Proprio riprendendo questa
formula nello studio Energia
dell'errore, il critico Viktor
Sklovskij individua nell'autore di Guerra e pace una scrittura capace di scaturire dalla
stessa sere di ricerca che aveva spinto Colombo a errare in
mare aperto, scoprendo "per
sbaglio" il Nuovo Mondo.
Tornando in ambito linguistico, viene in mente un brillante saggio di Andrea De Benedetti apparso nel 2015 da Einaudi, La situazione è grammatica. Perché facciamo errori. Perché è normale farli. Sin dalle
prime battute, Benedetti spiega infatti che la possibilità di
sbagliare non è soltanto la
principale garanzia della nostra libertà, ma anche, e soprattutto, il principale indicatore della vitalità di un idioma: «Esiste forse, nella nostra
o in qualunque altra lingua,
una cosa più intimamente
grammaticale dell'errore? No,
non esiste.
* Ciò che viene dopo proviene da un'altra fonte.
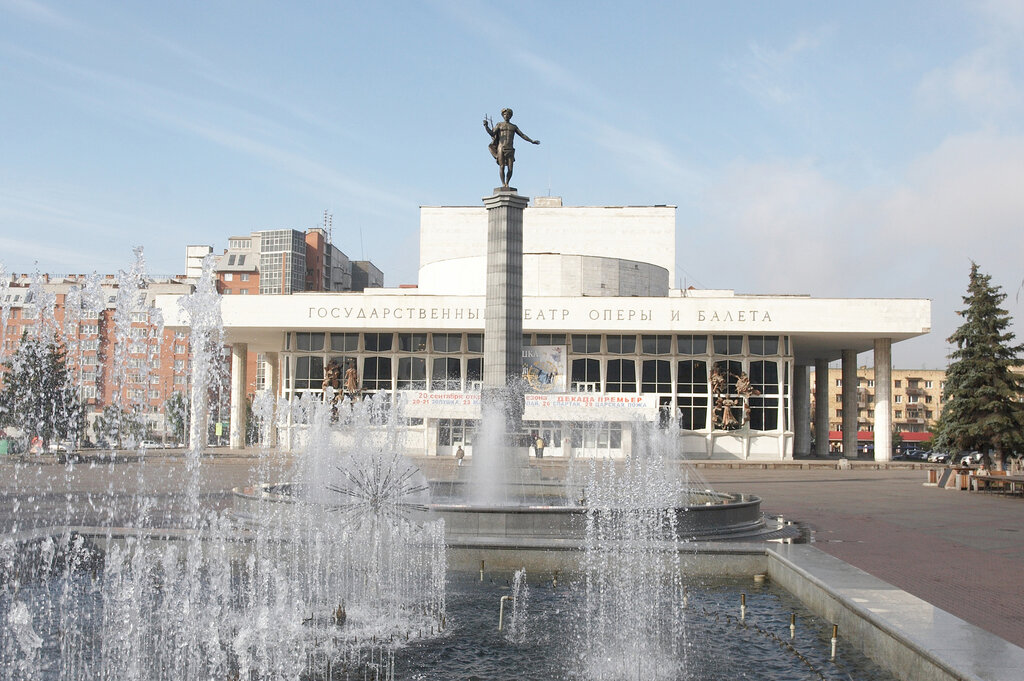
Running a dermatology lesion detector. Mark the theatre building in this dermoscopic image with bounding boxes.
[162,198,931,461]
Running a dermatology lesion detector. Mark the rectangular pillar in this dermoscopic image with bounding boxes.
[481,188,529,429]
[263,352,281,446]
[793,365,811,457]
[842,350,859,459]
[874,338,893,461]
[814,359,831,458]
[228,343,249,450]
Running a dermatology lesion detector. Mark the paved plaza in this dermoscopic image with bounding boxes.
[0,455,1024,646]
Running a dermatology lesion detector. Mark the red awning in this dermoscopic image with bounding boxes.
[828,430,932,442]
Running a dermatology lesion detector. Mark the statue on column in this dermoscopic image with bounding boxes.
[483,109,541,189]
[322,359,341,420]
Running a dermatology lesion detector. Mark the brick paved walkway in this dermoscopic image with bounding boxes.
[699,469,1024,646]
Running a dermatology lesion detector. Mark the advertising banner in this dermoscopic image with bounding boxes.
[522,345,568,394]
[402,390,657,421]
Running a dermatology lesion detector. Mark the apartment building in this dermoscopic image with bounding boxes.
[811,367,946,446]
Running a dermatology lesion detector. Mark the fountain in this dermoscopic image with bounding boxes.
[0,151,983,681]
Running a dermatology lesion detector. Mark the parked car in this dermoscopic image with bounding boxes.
[959,452,985,466]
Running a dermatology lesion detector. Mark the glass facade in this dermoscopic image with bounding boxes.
[284,332,793,440]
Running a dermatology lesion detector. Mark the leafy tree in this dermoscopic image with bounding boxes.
[0,333,85,450]
[934,263,1024,468]
[164,390,191,442]
[92,405,145,449]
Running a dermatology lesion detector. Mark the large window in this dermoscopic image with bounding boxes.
[715,336,743,354]
[572,334,601,354]
[397,357,427,390]
[398,334,427,352]
[537,334,565,345]
[746,336,778,355]
[709,358,743,430]
[676,360,708,430]
[570,357,601,392]
[437,419,478,446]
[608,335,637,354]
[295,331,325,352]
[432,357,462,390]
[749,360,778,430]
[362,334,394,352]
[331,334,359,352]
[640,359,672,394]
[604,359,637,392]
[295,352,324,390]
[466,357,483,390]
[676,336,708,354]
[362,358,391,391]
[640,336,672,354]
[430,334,462,352]
[569,421,623,454]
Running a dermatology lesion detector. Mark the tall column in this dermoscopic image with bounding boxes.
[814,359,831,458]
[263,352,281,446]
[793,365,811,457]
[874,338,893,461]
[228,343,249,450]
[481,188,529,430]
[842,350,857,459]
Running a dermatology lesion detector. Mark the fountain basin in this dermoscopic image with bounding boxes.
[232,483,774,545]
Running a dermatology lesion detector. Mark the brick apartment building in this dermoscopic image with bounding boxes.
[0,223,384,446]
[811,367,946,449]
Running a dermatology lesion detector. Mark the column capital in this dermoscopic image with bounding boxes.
[483,188,529,210]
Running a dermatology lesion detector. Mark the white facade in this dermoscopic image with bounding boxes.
[162,199,931,460]
[419,199,676,296]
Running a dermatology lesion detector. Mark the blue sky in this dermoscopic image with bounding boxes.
[0,0,1024,368]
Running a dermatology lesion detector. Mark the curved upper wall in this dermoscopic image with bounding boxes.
[419,198,676,296]
[419,253,669,297]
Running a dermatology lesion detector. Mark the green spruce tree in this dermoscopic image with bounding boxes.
[0,334,85,450]
[935,263,1024,468]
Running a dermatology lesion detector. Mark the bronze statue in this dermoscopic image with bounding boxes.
[483,109,541,188]
[321,359,341,405]
[712,397,739,430]
[322,359,341,421]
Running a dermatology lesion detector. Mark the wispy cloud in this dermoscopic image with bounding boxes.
[8,43,414,213]
[725,26,834,107]
[0,0,82,31]
[918,46,1024,120]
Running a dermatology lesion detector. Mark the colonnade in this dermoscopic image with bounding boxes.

L'errore è la quintessenza della grammatica,,
perché non è la semplice violazione di una regola, ma è
una violazione basata su un'ipotesi alternativa di funzionamento della lingua, un'infrazione della norma che presuppone un'altra idea di norma, cioè un'altra grammatica». Eppure, le suggestioni dischiuse da Sklovskij via Tolstoj vanno ben oltre la sfera
strettamente traduttoria e
verbale. L'idea di una forza
che spinge a superare le rotte
sicure del previsto e del programmato senza temere sviste, diventa così il centro di Errore, un libro uscito un anno e
mezzo fa per il Mulino a firma
di Giulio Giorello e Pino Donghi. Il testo, di orientamento
epistemologico ma di estrema leggibilità, si concentra
sulla lettura di Charles Darwin, Karl Popper, Konrad Lorenz e soprattutto Ernst Mach
(autore di Conoscenza e errore),
non prima però di aver consacrato il capitolo iniziale al
film Matrix Per quanto ci riguarda, basti riportare la conclusione del volume: «L'errore
ha un grande futuro davanti
a sé, sfruttiamolo al meglio».
Citazione per citazione, tuttavia, conviene tornare all'indagine di Nasi, soffermandosi
sulla pagina in cui viene evocata Pastorale americana di
Philip Roth... Sarebbe difficile
riassumere meglio il senso di
quanto sì è detto finora, svelando la natura profondamente umana, perturbante e
al contempo produttiva
dell'errore: «Rimane il fatto
che in ogni modo, capire bene la gente non è vivere. Vivere è capirla male, capirla male
e male e poi male e, dopo un
attento riesame, ancora male.
Ecco come sappiamo di essere vivi: sbagliando».